Docker-Compose, Caddy & PiHole

Docker-Compose, Caddy & PiHole

With everyone realizing Google Chrome going to manifest 3 and dropping extensions to block ads, I figure it was time to dust off my PiHole config.

First let's look at the docker-compose.yml file

x-logging: &default-logging
  options:
    max-size: "500m"
  driver: json-file
networks:
  web:
    external: true
  caddy_internal:
    external: false
    driver: bridge
services:
  caddy:
    image: caddy:latest
    restart: unless-stopped
    container_name: caddy
    ports:
      - "80:80"
      - "443:443"
      - "443:443/udp"
    volumes:
      - ./data/caddy/Caddyfile:/etc/caddy/Caddyfile
      - ./data/caddy/data:/data # Optional
      - ./data/caddy/config:/config # Optional
      - ./data/caddylog:/var/log/caddy
    networks:
      - web
      - caddy_internal

 pihole:
    container_name: pihole
    image: pihole/pihole:latest
    # For DHCP it is recommended to remove these ports and instead add: network_mode: "host"
    ports:
      - "853:853/tcp"
      - "53:53/tcp"
      - "53:53/udp"
      - "8888:8888/tcp"
    #- "67:67/udp" # Only required if you are using Pi-hole as your DHCP server
    environment:
      TZ: "America/New_York"
      WEBPASSWORD: "mysecretpassword"
      WEB_PORT: 8888
    # Volumes store your data between container upgrades
    volumes:
      - "./data/pihole/etc:/etc/pihole"
      - "./data/pihole/dnsmasq.d:/etc/dnsmasq.d"
    #   https://github.com/pi-hole/docker-pi-hole#note-on-capabilities
    networks:
      - caddy_internal
      - web
    restart: unless-stopped

Make the data directories

mkdir -p ./data/pihole
mkdir -p ./data/caddy

Next let's look at the ./data/caddy/Caddyfile

{
  email mypersonal@email.addr
}

pihole.mydomain.club {
  redir / /admin
  reverse_proxy pihole:8888
}

This will allow us to view the stats and admin pages. Certs are generated by your email on Let's Encrypt. On your local router make sure you forward port 80 and 443 to your machine hosting the docker. You may also have to allow on the local firewall those ports if you are using a firewall. Start up the containers with

sudo docker-compose up -d

Now go to https://pihole.mydomain.club and log in with mysecretpassword.

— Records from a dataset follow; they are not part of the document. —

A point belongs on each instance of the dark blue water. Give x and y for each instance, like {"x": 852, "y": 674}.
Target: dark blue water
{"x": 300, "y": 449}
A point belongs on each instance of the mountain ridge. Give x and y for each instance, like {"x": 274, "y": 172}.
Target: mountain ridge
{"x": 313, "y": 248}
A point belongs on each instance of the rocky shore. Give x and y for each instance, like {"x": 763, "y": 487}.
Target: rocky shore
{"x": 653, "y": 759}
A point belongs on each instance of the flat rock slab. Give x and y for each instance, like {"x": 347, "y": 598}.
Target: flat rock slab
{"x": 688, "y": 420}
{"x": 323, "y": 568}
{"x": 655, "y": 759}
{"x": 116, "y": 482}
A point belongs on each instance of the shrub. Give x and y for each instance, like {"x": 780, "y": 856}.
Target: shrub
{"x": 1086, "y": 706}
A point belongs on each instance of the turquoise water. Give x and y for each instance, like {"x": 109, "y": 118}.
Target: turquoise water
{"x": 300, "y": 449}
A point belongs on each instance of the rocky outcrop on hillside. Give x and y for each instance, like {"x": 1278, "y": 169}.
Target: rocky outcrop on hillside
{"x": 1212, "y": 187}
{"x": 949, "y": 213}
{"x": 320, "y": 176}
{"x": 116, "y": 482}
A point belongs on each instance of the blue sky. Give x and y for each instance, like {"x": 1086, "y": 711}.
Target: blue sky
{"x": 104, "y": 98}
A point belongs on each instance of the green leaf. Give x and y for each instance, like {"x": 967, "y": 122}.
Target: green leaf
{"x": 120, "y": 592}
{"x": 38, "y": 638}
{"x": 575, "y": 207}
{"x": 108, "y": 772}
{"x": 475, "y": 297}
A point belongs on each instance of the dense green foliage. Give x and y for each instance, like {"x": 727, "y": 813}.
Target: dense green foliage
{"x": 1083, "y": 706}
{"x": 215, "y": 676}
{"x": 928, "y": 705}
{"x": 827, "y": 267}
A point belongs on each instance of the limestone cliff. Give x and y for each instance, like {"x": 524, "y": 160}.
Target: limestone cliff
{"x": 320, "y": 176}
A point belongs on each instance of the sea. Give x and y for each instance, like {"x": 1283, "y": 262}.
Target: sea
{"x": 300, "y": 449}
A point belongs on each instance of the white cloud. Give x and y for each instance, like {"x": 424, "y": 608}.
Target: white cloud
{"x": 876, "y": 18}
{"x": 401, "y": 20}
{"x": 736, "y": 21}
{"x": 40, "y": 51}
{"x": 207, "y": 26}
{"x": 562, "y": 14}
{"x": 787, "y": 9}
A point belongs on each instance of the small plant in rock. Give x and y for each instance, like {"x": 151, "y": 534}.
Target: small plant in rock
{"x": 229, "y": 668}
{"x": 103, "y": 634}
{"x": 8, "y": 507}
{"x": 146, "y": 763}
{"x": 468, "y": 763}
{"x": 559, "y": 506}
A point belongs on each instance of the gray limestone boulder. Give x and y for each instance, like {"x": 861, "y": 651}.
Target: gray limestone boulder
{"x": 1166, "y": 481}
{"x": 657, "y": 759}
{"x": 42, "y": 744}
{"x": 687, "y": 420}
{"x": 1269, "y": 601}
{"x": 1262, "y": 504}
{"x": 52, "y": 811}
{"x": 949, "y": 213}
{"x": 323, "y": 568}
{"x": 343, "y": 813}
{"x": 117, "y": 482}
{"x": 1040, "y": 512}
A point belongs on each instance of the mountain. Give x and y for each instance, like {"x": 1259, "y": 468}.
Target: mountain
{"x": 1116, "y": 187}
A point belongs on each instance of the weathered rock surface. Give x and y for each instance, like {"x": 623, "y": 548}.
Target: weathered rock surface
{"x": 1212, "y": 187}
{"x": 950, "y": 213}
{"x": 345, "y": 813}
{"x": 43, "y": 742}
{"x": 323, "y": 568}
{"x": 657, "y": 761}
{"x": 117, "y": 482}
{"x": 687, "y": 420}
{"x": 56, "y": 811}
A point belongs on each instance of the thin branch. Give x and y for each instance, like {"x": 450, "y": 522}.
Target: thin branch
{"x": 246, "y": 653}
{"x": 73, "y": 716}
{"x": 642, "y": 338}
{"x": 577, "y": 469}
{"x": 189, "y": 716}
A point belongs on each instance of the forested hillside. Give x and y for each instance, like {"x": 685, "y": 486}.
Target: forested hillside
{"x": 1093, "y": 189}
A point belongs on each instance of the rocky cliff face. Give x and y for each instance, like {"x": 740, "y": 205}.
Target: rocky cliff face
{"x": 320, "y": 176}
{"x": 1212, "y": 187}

If you navigate to Adlists you can add additional block lists. I recommend going to Free Pi-hole Blocklist Generator and click, copy all the lists then go back to pihole and paste that in the Address: text box then click Add

Next on your network settings point DNS to your pihole machine or if it is the same box, set DNS to 127.0.0.1 (there is no place like home).

And that is it! Go hit your local news website that is usually loaded with adds for absolute crap and watch it magically not be there.